C'était la première fois.

La première fois qu'il la revoyait depuis la fin de la Seconde Guerre des Sorciers.

Grâce à McGonagall et son influence auprès du Ministère de la Magie, sa peine de prison à Azkaban avait été écourtée. Après la mort du Seigneur des Ténèbres, Harry Potter avait fait campagne pour que les Mangemorts mineurs ne soient pas emprisonnés sur la base de leur affiliation au mage noir, mais pour lui, ç'avait été différent. Il était coupable de délit de fuite, et il avait payé pour les autres. Dix ans derrière les barreaux, avait annoncé le juge d'une voix chargée de colère en abattant son marteau sur la table devant lui.
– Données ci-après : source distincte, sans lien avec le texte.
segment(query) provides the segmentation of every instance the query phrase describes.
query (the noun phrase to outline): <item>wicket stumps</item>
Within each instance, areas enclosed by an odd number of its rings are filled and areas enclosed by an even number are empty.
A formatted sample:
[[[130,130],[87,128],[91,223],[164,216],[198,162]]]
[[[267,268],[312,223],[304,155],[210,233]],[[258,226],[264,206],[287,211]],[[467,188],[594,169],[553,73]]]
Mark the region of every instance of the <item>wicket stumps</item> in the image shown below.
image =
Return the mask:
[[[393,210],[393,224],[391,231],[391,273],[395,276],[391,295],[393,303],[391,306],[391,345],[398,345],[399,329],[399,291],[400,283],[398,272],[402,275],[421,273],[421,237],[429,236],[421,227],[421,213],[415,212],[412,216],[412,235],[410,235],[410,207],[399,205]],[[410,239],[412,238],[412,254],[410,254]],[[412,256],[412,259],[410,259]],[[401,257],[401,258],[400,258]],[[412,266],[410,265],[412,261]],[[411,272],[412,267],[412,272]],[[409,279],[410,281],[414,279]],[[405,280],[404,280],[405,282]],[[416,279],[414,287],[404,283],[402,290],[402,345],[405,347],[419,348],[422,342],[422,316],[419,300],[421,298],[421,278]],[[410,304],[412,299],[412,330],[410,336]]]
Mais grâce à l'altruisme et la ténacité de la nouvelle directrice de Poudlard, il n'y était resté que trois mois. Que. C'était une bien piètre atténuation. Trois mois, dans une vie, ce n'était rien, et pourtant, Drago avait été marqué à vie. Le souffle glacial des Détraqueurs, les hurlements et rires vides et démentiels des prisonniers qui avaient été condamnés à recevoir leur baiser, la nourriture périmée qu'on leur servait aléatoirement, ce n'étaient pas des marques physiques, mais mentales. Gravées au fer rouge dans son esprit. Il doutait que le pouvoir de ses cauchemars s'atténue un jour.

Sa dernière année à Poudlard, il l'avait passé seul, sans jamais parler à personne. On lui avait assigné quatre gardes du corps, des colosses presque muets qui étaient autant censés le protéger contre les agressions des autres élèves que le surveiller étroitement à chaque seconde du jour et de la nuit. Mis à part certains professeurs qui le baratinaient de discours aussi bienveillants que creux, aucun élève n'avait jamais daigné lui adresser la parole pour autre chose que le couvrir d'injures.

Merlin sait combien de fois il avait cru qu'il ne verrait jamais le bout du tunnel.

Mais ce n'était pas une année qui changeait la haine et le deuil collectif de fond en comble.

Alors après avoir échoué à ses examens, le Ministère avait offert une résidence – un appartement désaffecté à la périphérie de Londres – au jeune Malefoy, lui offrant une nouvelle vie sous un nom d'emprunt. Ils avaient un problème de moins sur les bras. Au vu de son état lamentable – il était maigre, malade, pâle –, on ne l'avait pas jugé comme une menace, et il était logique de s'en débarrasser au plus vite. Au moins, parmi les Moldus, il passait inaperçu. C'était l'une des raisons pour lesquelles il apprenait petit à petit à moins les mépriser, les détester. Ils ne savaient rien de lui, ils n'avaient donc aucune raison de l'agresser. C'était triste de tenir quelqu'un en haute estime pour ça, mais Drago n'était pas, n'était plus, normal, quoi que ça pût vouloir dire. La colère que la communauté sorcière portait à son égard – à juste titre, pensait-il – était trop grande, trop dangereuse pour le laisser se balader sous leur nez. C'était comme mettre un rôti de bœuf sous le nez d'une personne qui n'avait pas mangé depuis un mois en lui demandant gentiment de ne pas y toucher. Stupide et inefficace. Oui, il était plus en sécurité chez les moldus.

Ça faisait un an qu'il vivait chez eux, maintenant. Et il en arrivait presque à s'y faire. Il s'entendait plutôt bien avec ses collègues, vendeurs dans une boutique de chaussures bas de gamme dans un quartier commercial. Ce soir-là, il avait terminé plus tôt. Il avait un mois de vacances pour l'été. Il avait reçu sa paye et décidé de faire un tour dans les magasins. Il allait s'acheter des toiles et de la peinture. Ça l'occuperait pendant un temps et l'empêcherait d'utiliser son temps libre à se replonger dans les souvenirs traumatiques de la Guerre.